Tu reviens d’une résidence en Australie, n’est-ce pas ?
Tout à fait. La résidence m’a permis de travailler sur la création de socles en métal, que je me suis mise à englober dans la sculpture en elle-même et de reconduire mes recherches sur la gravité… de l’autre côté de la terre! L’occasion parfaite pour aller observer en personne la fascinante « Pitch Drop Experiment », qui tient le record de la plus longue expérience en cours dans le Guinness Book dont j’avais entendu parler il y a plusieurs années. Cette expérience tend à démontrer la fluidité d’un dérivé du goudron, à travers un entonnoir. C’était l’occasion rêvée d’aller à Brisbane pour admirer l’installation de ses propres yeux et nourrir mes recherches sur la gravité.
La gravité semble occuper une place centrale dans ta pratique : pourquoi est-ce le cas ?
Si je m’intéresse à la gravité, c’est qu’elle modèle la matière. Son action crée des formes auxquelles je n’aurais jamais pensé moi-même, seulement deviné.
Dans ma pratique, je réfléchis aux questions liées à la matière, à l’espace et aussi au temps. Pour moi, le résultat final d’une sculpture doit être visible. Il peut être touché, aimé et pourquoi pas, qu’on puisse y observer directement les effets du temps. De quoi avoir envie de travailler avec des matériaux plus pérennes que le plâtre, afin qu’ils puissent avoir une vie propre et non être éternellement l’archive d’un geste. Je suis fascinée par la gravité. Il s’agit d’une fascination qui est mêlée de fantasmes sur les lois de la physique. Je me sens quelque peu happée par la contemplation de ces lois plutôt que par leur véritable fonctionnement. Nous ne sommes pas grand-chose par rapport à ce champ de forces, et dans la sculpture, c’est une question qui se pose : sculpter, c’est aller contre la gravité tout en contemplant ses effets directement. Comme lorsque j’étais enfant et que je m’allongeais pour regarder les choses à l’envers, et où j’expérimentais aussi avec le tissu.
Pourrais-tu nous citer une source d’inspiration ?
Le travail d’Eva Hesse me vient en tête en premier. Il s’agit d’ une artiste décédée assez jeune, qui avait toute une pratique sur le latex, le mou, les formes qui pendent et qui se décomposent, des sculptures très organiques, évolutives, qui se décomposent avec le temps. Son travail me donne envie de mettre en place un projet qui utilise l’érosion, en rajoutant des mousses, des gels, comme une idée de vertige archéologique. La finalité de ces sculptures est la décadence, sortir du contrôle, enfin laisser faire les choses afin que le monde extérieur puisse leur donner forme.
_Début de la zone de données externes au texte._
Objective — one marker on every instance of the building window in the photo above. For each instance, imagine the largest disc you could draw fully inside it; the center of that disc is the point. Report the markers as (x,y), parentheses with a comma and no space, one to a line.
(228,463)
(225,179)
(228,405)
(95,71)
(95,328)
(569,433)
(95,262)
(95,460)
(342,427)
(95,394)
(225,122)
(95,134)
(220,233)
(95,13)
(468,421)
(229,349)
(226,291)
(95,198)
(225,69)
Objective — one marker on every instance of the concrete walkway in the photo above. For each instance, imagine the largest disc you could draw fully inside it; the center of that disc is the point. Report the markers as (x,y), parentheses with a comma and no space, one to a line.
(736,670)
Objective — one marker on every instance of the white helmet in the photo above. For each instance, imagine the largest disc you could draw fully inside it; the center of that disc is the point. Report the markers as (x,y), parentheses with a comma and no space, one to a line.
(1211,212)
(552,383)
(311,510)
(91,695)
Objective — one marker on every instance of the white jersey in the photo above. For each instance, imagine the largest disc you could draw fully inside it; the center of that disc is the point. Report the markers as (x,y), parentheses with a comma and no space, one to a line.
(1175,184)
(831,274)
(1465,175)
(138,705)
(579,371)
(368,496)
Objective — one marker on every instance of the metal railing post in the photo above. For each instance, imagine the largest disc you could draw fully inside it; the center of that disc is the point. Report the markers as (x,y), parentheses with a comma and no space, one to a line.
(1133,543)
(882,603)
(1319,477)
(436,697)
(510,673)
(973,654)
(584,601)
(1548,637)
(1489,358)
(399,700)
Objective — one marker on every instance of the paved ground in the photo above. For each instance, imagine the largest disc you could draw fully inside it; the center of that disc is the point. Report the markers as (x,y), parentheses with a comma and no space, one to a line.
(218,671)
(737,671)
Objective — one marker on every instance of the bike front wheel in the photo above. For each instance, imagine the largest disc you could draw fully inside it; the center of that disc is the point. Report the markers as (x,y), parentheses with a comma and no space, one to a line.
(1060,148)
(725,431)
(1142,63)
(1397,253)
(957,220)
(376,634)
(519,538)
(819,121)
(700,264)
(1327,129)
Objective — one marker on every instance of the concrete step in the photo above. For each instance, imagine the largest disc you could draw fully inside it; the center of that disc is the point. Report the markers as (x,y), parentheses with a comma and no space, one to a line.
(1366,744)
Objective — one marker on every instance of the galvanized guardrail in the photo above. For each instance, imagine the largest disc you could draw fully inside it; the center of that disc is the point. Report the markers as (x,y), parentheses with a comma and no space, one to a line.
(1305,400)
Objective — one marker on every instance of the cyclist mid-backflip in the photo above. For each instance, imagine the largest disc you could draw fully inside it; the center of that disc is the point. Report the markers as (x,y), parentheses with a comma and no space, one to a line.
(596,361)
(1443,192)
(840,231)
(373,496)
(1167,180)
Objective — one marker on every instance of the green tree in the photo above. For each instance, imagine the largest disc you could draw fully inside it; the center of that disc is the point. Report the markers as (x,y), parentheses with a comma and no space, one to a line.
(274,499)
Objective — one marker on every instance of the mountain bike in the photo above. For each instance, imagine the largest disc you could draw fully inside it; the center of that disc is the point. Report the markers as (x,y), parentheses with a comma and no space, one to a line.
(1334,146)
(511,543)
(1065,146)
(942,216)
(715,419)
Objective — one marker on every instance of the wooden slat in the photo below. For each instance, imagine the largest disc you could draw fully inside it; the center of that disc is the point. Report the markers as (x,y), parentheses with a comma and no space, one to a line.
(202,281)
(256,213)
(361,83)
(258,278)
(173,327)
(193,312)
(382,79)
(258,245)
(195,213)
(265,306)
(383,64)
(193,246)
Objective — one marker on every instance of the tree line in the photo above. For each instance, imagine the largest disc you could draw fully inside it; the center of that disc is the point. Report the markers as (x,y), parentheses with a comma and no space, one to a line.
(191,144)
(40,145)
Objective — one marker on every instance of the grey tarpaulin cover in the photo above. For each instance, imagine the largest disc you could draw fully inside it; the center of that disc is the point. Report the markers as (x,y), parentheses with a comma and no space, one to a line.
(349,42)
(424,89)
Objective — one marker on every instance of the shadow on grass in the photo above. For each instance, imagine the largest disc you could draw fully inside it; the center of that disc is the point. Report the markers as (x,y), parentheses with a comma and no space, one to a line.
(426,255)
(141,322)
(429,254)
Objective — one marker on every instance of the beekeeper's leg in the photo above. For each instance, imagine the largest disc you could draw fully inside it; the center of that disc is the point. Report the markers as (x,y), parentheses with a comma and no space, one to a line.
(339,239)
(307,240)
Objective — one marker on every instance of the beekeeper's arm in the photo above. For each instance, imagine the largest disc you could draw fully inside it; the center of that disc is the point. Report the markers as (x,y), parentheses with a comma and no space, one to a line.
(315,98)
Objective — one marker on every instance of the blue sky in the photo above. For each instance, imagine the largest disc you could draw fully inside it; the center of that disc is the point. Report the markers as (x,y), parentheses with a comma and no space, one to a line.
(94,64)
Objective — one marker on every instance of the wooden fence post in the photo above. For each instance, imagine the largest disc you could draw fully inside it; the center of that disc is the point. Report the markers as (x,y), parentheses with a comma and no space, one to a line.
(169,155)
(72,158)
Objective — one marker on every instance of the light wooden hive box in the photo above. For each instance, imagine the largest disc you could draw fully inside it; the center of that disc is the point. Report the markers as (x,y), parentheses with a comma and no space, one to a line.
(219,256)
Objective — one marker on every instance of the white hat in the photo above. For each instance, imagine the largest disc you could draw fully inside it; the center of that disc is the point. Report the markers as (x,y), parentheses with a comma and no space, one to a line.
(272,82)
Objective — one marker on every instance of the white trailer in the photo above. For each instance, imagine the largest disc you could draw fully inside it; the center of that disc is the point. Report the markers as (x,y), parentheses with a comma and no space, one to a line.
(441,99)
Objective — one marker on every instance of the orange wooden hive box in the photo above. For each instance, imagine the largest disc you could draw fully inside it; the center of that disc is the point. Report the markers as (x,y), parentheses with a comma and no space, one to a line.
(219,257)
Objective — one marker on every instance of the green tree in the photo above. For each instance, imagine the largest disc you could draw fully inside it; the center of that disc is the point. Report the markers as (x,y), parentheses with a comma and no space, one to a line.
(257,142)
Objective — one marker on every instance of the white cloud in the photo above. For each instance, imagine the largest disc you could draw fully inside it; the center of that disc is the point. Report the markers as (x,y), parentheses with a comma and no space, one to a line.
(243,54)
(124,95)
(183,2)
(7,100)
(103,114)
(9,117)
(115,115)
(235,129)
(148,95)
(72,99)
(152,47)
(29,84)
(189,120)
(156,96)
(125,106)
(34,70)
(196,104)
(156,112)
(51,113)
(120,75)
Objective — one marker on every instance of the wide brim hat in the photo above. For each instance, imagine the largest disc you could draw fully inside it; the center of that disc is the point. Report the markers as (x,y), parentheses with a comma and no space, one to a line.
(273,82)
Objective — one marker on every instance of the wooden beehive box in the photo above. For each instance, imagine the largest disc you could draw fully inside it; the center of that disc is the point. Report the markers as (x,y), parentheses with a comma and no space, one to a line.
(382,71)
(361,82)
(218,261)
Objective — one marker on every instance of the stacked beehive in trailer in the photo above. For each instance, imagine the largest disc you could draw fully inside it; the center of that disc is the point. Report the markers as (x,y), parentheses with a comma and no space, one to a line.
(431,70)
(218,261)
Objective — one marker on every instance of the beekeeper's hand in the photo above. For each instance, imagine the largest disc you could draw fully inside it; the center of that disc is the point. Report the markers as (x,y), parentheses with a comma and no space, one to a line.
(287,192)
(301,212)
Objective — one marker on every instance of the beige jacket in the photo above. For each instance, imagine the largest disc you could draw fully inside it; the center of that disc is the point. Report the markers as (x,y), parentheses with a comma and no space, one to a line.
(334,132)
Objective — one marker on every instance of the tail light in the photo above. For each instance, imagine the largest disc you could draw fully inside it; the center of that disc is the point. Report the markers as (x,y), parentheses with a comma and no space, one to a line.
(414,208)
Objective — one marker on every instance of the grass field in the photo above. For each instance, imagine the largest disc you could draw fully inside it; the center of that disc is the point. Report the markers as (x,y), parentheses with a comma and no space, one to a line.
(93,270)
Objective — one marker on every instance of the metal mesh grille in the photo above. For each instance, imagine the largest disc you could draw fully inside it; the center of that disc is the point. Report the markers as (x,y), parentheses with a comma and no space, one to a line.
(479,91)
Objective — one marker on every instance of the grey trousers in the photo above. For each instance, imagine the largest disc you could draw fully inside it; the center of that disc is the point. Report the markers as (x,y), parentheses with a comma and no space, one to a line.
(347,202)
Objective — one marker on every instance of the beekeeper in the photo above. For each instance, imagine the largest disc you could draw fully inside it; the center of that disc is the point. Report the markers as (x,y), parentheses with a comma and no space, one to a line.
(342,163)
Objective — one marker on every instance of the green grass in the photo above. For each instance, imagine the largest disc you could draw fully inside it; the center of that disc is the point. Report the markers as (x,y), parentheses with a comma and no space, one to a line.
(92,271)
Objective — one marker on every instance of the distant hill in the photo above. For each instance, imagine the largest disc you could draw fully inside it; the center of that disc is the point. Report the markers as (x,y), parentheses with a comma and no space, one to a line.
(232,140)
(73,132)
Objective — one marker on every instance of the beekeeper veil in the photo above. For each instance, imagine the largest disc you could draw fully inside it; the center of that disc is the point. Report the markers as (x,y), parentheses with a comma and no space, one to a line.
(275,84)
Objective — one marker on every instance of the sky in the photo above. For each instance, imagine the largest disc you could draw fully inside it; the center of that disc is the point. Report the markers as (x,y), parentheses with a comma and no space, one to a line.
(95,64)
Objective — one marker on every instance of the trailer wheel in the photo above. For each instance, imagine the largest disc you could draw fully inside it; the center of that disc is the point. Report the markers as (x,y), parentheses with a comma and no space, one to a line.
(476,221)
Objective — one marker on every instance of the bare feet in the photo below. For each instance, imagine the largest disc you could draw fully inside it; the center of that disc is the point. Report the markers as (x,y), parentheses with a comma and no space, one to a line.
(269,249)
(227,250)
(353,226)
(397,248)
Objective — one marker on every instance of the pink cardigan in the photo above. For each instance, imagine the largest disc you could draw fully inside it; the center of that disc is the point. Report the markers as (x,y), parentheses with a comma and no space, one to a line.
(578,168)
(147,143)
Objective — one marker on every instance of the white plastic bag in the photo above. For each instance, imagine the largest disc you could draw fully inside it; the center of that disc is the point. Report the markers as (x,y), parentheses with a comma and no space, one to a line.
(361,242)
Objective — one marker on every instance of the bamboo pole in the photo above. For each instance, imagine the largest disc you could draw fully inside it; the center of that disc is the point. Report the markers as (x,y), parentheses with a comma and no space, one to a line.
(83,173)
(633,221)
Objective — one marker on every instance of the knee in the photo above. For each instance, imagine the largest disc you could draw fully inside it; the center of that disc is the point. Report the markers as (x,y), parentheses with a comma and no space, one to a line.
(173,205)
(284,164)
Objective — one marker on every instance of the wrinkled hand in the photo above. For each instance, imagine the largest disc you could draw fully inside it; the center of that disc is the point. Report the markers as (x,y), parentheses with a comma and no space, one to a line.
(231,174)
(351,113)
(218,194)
Et depuis le confinement, qu’est-ce-qui a changé ?
Avec le coronavirus et l’arrêt des activités, j’ai dû délaisser mon atelier, ainsi que l’atelier de soudure et de sculptures métalliques que j’avais commencé à fréquenter. Mais avec les nouvelles réglementations en vigueur, je pense y retourner bientôt.
En ce moment, j’ai envie de créer quelque chose de mobile et d’actionnable ! Je suis d’ailleurs à la recherche d’un.e ingénieur.e avec les compétences pour m’aider dans mes recherches.